Poétique et poésie de la pureté, refus de toute ambiguïté, pureté qui vise un absolu métaphysique immanent à la parole poétique même, incessant combat avec l'Ange, mais sans prométhéisme, dans le double secret de la conscience et des rythmes de son verbe, s'il est vrai que « la poésie est à la vie ce que le feu est au bois ». Et la poésie est bien un peu ce « visage qui éclaire et réchauffe les choses dures, qui faisaient partie de la mort ».

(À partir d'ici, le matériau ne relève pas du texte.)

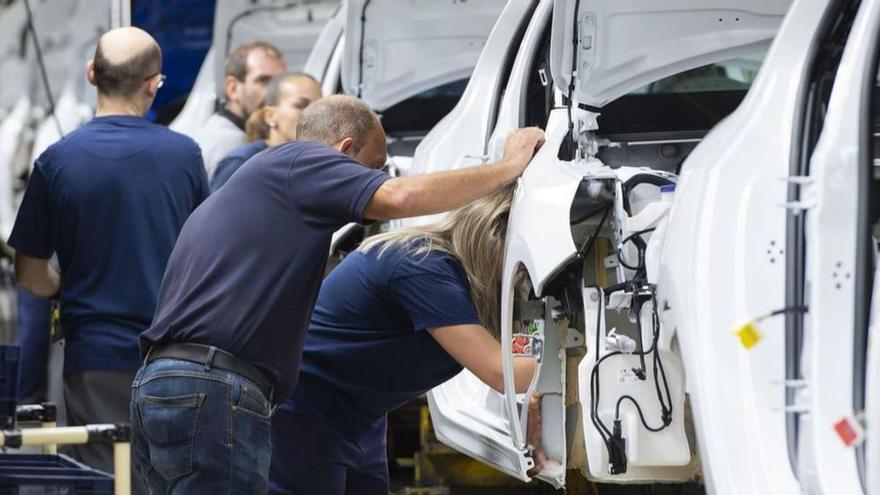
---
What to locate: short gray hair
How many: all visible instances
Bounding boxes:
[296,95,377,152]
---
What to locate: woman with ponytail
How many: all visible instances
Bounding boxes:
[268,183,538,494]
[210,72,321,192]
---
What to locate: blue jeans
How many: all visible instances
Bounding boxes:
[131,358,273,494]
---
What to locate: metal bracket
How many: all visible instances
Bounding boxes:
[779,200,817,212]
[780,176,815,186]
[779,176,817,212]
[770,379,809,389]
[513,300,545,321]
[538,68,549,87]
[603,254,619,269]
[772,403,810,413]
[564,328,585,348]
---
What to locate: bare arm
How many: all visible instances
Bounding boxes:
[429,324,537,394]
[363,127,545,221]
[15,253,60,298]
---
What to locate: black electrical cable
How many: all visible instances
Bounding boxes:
[589,291,614,445]
[632,297,648,378]
[616,228,656,272]
[562,0,581,158]
[764,306,809,319]
[23,0,63,137]
[356,0,372,99]
[648,286,673,422]
[577,204,611,259]
[621,228,656,246]
[614,395,667,432]
[590,275,674,472]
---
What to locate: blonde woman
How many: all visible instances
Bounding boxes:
[269,183,537,494]
[209,72,321,192]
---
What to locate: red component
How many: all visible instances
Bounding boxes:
[512,336,530,355]
[833,417,864,447]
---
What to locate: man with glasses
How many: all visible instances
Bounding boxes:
[8,27,208,493]
[193,41,286,178]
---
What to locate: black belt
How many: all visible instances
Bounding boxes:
[146,343,273,402]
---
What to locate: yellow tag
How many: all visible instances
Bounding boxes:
[735,322,762,349]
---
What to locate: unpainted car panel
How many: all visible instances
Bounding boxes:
[169,46,217,136]
[656,0,830,492]
[211,0,338,89]
[302,5,344,85]
[407,0,542,175]
[797,0,880,491]
[341,0,506,111]
[0,97,30,240]
[549,0,790,108]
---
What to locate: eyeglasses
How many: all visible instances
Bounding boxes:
[143,73,167,89]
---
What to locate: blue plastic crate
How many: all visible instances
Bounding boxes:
[0,345,20,427]
[0,453,113,494]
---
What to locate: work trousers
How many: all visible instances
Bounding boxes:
[130,358,273,494]
[268,407,388,495]
[63,370,148,495]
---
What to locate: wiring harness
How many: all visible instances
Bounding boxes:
[578,205,673,475]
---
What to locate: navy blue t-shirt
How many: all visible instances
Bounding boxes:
[285,242,481,437]
[140,141,390,401]
[210,140,268,193]
[8,115,208,373]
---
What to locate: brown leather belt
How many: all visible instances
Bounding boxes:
[146,342,273,401]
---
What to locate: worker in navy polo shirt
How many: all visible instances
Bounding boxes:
[133,94,544,493]
[8,27,208,492]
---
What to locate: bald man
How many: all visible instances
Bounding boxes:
[133,95,543,492]
[8,28,208,492]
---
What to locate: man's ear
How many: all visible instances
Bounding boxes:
[334,137,356,156]
[145,75,160,98]
[86,60,97,87]
[224,75,239,102]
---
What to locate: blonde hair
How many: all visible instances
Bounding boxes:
[245,108,269,142]
[359,183,515,337]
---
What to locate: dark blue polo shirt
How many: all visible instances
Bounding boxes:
[140,141,390,401]
[8,115,208,373]
[210,140,268,193]
[284,241,481,437]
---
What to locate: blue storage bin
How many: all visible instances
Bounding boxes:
[0,345,20,427]
[0,453,114,494]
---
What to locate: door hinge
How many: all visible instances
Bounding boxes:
[779,176,817,212]
[779,200,817,212]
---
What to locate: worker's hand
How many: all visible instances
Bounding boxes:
[526,392,548,476]
[501,127,545,176]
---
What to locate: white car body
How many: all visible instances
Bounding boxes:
[305,0,505,166]
[399,0,880,492]
[661,0,880,494]
[170,0,340,135]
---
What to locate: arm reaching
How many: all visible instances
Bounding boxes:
[363,127,545,221]
[15,253,60,298]
[429,323,536,394]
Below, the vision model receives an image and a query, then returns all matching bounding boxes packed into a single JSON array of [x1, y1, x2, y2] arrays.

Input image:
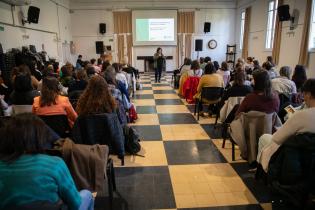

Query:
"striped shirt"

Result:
[[0, 154, 81, 210]]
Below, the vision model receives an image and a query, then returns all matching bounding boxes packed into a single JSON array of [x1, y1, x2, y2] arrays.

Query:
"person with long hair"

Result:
[[292, 65, 307, 91], [0, 113, 94, 210], [179, 58, 192, 75], [153, 47, 166, 83], [222, 68, 253, 102], [188, 60, 203, 77], [257, 79, 315, 171], [11, 64, 39, 92], [10, 65, 40, 105], [236, 70, 280, 116], [217, 61, 231, 87], [76, 76, 116, 116], [32, 76, 77, 127], [68, 69, 88, 93]]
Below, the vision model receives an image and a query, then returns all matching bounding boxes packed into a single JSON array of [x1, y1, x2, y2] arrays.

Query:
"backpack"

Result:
[[123, 125, 144, 156]]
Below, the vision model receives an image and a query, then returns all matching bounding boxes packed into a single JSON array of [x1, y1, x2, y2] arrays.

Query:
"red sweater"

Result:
[[236, 92, 280, 116]]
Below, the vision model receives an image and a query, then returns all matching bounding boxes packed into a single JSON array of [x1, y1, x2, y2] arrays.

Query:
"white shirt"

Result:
[[116, 72, 128, 89], [272, 77, 297, 96], [188, 69, 203, 77]]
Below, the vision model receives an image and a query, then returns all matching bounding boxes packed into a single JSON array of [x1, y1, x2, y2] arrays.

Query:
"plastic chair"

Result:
[[39, 115, 71, 138], [194, 87, 224, 121]]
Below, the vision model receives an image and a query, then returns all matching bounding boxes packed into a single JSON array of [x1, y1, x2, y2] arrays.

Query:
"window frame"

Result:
[[309, 0, 315, 51], [265, 0, 278, 50], [240, 10, 246, 50]]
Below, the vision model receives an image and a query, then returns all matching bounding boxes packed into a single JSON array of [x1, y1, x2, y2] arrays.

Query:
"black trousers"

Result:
[[155, 67, 162, 82]]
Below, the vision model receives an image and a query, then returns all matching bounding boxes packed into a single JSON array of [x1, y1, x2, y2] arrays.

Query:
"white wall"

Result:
[[70, 9, 114, 61], [235, 0, 315, 78], [70, 0, 236, 72], [192, 8, 236, 63], [0, 0, 72, 64]]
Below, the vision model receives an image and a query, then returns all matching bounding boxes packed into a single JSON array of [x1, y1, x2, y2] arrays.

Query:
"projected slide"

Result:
[[136, 18, 175, 42]]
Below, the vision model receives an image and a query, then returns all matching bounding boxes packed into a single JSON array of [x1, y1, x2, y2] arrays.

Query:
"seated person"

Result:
[[179, 58, 192, 75], [188, 60, 203, 77], [217, 61, 231, 87], [60, 63, 75, 88], [0, 76, 10, 103], [257, 79, 315, 171], [262, 61, 278, 80], [90, 58, 101, 74], [10, 66, 40, 105], [38, 65, 68, 96], [0, 113, 94, 210], [76, 76, 116, 116], [68, 70, 88, 93], [292, 65, 307, 92], [105, 66, 130, 103], [32, 77, 78, 127], [271, 66, 297, 97], [236, 70, 280, 116], [113, 63, 128, 90], [11, 65, 39, 90], [213, 61, 220, 71], [194, 62, 224, 115], [244, 57, 254, 74], [222, 68, 253, 102]]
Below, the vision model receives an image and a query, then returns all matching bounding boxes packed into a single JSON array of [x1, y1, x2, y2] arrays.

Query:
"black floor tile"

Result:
[[158, 113, 197, 124], [114, 166, 176, 210], [164, 140, 226, 165], [134, 106, 157, 114], [178, 204, 263, 210], [140, 82, 151, 84], [153, 90, 176, 94], [131, 125, 162, 141], [155, 99, 183, 105], [133, 94, 154, 99], [201, 124, 223, 139], [141, 87, 152, 90], [186, 104, 196, 113], [152, 83, 170, 86], [231, 162, 273, 203]]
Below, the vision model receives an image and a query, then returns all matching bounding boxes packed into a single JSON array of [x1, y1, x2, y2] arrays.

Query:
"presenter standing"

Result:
[[153, 47, 166, 83]]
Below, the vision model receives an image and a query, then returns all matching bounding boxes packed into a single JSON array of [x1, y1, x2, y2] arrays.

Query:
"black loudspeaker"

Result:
[[27, 6, 40, 24], [95, 41, 104, 54], [195, 39, 203, 51], [99, 23, 106, 34], [278, 5, 291, 21], [204, 22, 211, 33]]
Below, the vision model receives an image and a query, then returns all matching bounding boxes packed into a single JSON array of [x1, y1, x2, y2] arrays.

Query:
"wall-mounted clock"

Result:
[[208, 39, 217, 49]]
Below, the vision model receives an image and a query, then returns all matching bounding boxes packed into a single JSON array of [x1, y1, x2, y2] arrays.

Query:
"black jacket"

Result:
[[268, 133, 315, 196], [72, 113, 125, 158]]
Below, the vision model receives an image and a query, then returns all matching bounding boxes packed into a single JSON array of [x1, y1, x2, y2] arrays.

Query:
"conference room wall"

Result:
[[71, 9, 114, 61], [0, 0, 72, 64], [192, 8, 236, 63], [235, 0, 315, 78]]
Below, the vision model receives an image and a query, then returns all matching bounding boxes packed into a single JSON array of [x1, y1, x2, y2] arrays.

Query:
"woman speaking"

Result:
[[153, 47, 166, 83]]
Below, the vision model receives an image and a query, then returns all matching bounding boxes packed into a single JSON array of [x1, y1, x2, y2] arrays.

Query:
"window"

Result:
[[240, 11, 246, 50], [265, 0, 278, 49], [309, 0, 315, 49]]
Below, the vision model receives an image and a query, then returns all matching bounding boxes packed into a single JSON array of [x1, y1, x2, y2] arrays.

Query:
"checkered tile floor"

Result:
[[99, 73, 276, 210]]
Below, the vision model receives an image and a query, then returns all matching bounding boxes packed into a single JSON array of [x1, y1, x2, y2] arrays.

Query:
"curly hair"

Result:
[[76, 75, 116, 115]]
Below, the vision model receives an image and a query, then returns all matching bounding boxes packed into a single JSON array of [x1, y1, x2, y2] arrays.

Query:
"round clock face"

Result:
[[208, 39, 217, 49]]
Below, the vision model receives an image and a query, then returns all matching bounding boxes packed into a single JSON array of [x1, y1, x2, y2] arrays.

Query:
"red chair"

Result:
[[183, 76, 200, 104]]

Si cette figure de l'absolu est bien, selon le titre d'un poème du Chant des morts (1948), « Outre-mesure », il ne faut point s'y tromper : ce n'est pas que le rythme poétique, non plus que celui de l'âme, doive s'amplifier et se grossir jusqu'à ce que, comme pour le Satyre de Hugo, « l'espace immense entre dans cette forme noire » ; non, c'est au contraire pour que l'acte poétique se condense jusqu'à coïncider avec l'immatériel noyau de l'âme :
Mon cœur qui résonne et qui bat Un écran de feu abat-jour tendre Entre les murs familiers de la nuit Cercle enchanté des fausses solitudes Faisceaux de reflets lumineux.
Regards sur son oeuvre
Le style de Pierre Reverdy participe du renouveau de l'écriture poétique au début du xxe siècle.

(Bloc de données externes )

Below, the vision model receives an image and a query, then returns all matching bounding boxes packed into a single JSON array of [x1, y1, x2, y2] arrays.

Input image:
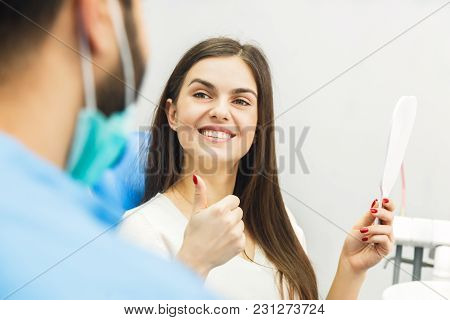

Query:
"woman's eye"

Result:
[[193, 92, 210, 99], [234, 99, 250, 106]]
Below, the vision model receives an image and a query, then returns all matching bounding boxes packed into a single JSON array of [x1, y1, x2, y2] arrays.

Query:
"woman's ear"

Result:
[[165, 98, 178, 131]]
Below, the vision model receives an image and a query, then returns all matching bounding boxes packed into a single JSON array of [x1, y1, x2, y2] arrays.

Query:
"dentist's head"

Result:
[[0, 0, 149, 184], [77, 0, 149, 116]]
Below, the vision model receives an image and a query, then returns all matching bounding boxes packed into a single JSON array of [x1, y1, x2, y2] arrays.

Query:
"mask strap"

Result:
[[79, 23, 97, 110], [107, 0, 136, 107]]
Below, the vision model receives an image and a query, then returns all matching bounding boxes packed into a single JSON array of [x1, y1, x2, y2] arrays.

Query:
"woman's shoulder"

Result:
[[123, 193, 168, 219], [118, 194, 173, 257], [121, 193, 187, 236], [118, 193, 186, 257], [124, 193, 188, 225]]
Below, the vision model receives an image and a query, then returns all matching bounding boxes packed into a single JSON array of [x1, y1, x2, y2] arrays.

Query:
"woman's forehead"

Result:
[[184, 56, 258, 94]]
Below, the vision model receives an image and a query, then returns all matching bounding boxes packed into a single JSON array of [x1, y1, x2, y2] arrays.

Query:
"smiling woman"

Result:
[[119, 37, 318, 299], [119, 37, 395, 300]]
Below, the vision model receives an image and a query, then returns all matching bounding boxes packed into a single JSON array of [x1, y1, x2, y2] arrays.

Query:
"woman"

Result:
[[119, 37, 395, 299]]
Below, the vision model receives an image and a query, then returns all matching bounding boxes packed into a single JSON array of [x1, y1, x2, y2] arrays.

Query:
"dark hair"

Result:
[[0, 0, 132, 79], [143, 37, 318, 299], [0, 1, 63, 64]]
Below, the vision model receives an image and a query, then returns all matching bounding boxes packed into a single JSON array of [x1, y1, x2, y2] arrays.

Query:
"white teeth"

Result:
[[200, 129, 232, 139]]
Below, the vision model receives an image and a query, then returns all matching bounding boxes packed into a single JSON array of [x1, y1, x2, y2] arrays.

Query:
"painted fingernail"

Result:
[[383, 198, 389, 204], [362, 237, 369, 242], [193, 174, 198, 185], [371, 199, 377, 208], [360, 227, 369, 234], [370, 208, 378, 214]]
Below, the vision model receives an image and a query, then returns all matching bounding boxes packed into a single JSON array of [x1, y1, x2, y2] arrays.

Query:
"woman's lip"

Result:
[[198, 133, 233, 143], [197, 129, 235, 143], [197, 125, 237, 137]]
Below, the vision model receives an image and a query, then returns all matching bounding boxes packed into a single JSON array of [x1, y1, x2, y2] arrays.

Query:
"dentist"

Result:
[[0, 0, 215, 299]]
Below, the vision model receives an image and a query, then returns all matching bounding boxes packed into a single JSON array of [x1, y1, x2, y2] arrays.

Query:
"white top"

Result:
[[119, 193, 308, 299]]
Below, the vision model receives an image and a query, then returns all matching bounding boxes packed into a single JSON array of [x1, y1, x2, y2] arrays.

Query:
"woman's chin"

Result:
[[193, 150, 239, 171]]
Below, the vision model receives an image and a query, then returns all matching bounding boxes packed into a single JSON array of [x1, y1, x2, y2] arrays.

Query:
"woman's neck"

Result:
[[166, 157, 238, 218]]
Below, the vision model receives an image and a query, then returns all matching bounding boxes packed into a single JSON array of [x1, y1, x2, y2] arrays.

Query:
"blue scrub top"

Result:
[[0, 133, 215, 299]]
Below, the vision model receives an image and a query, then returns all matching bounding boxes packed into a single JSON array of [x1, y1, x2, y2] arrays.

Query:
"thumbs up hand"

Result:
[[176, 174, 245, 278]]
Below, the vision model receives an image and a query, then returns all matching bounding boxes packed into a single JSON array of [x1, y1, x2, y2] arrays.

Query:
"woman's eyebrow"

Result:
[[188, 78, 216, 90], [231, 88, 258, 99], [188, 78, 257, 98]]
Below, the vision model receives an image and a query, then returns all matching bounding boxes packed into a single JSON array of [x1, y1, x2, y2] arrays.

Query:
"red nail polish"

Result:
[[383, 198, 389, 204], [370, 208, 377, 214], [362, 237, 369, 242], [360, 227, 369, 234], [192, 174, 198, 185], [371, 199, 378, 208]]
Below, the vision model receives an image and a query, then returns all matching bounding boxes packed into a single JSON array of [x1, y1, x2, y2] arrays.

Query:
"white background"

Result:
[[135, 0, 450, 299], [0, 300, 448, 319]]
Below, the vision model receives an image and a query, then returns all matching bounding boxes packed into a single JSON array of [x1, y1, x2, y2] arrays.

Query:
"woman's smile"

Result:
[[197, 125, 237, 143]]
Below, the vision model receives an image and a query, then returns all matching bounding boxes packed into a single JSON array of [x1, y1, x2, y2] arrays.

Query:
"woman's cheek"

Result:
[[175, 114, 199, 151], [176, 126, 193, 151], [234, 124, 256, 159]]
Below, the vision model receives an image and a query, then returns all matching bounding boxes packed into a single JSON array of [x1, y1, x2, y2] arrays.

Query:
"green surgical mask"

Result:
[[66, 106, 135, 186], [67, 0, 137, 186]]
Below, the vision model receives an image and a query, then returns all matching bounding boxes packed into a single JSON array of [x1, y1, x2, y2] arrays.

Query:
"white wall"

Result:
[[136, 0, 450, 299]]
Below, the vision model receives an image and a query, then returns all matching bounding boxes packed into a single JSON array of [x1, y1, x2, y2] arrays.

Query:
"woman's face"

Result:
[[166, 56, 258, 171]]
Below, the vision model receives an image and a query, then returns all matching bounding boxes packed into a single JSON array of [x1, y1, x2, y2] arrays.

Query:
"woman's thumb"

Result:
[[192, 174, 208, 214]]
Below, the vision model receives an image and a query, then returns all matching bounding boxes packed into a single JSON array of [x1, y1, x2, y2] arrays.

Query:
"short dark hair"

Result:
[[0, 0, 132, 74], [0, 1, 65, 64]]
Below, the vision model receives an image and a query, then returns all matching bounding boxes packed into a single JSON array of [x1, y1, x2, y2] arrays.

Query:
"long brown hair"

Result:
[[142, 37, 318, 299]]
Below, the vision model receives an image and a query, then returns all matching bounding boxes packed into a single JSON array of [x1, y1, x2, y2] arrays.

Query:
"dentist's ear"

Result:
[[78, 0, 115, 56], [165, 98, 178, 131]]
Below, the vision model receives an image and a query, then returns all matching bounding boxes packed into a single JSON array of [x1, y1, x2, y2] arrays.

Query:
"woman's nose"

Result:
[[208, 99, 231, 121]]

Fervent admirateur de Mallarmé et de son fameux « coup de dés », Pierre Reverdy emprunte à Mallarmé sa forme dentelée avec un retour systématique à la ligne sur des vers en biseaux.
Procédant du papier collé, forme empruntée au cubisme auquel il veut très tôt joindre la forme écrite, il cherche par ce moyen à aller au cœur des choses plutôt qu'à leur surface.
Le poème sera ainsi plus une évocation de leur réalité consubstantielle par le biais de ce que les images suggèrent qu'une description ou une narration textuelle.
L'emploi de la comparaison et de la métaphore y est primordial. Comme le dit lui-même le poète, en conformité avec la conception du « stupéfiant image » et de l'analogie par André Breton, il s'agit de rapprocher deux mots au sens éloigné l'un de l'autre pour faire apparaître des liens secrets entre les choses, créer « des rapports inouïs », une sorte de choc visuel sur la page et intellectuel du même coup, ce qui permet de créer ce que Reverdy nomme « le choc poésie ».
Picasso dira ainsi que Reverdy écrivait à ses yeux comme un peintre. Il n'abandonnera jamais cet idéal d'écriture choisi à l'époque cubiste et ce parti pris aura eu une influence décisive sur tous les grands poètes qui le suivront, au premier chef ceux du surréalisme.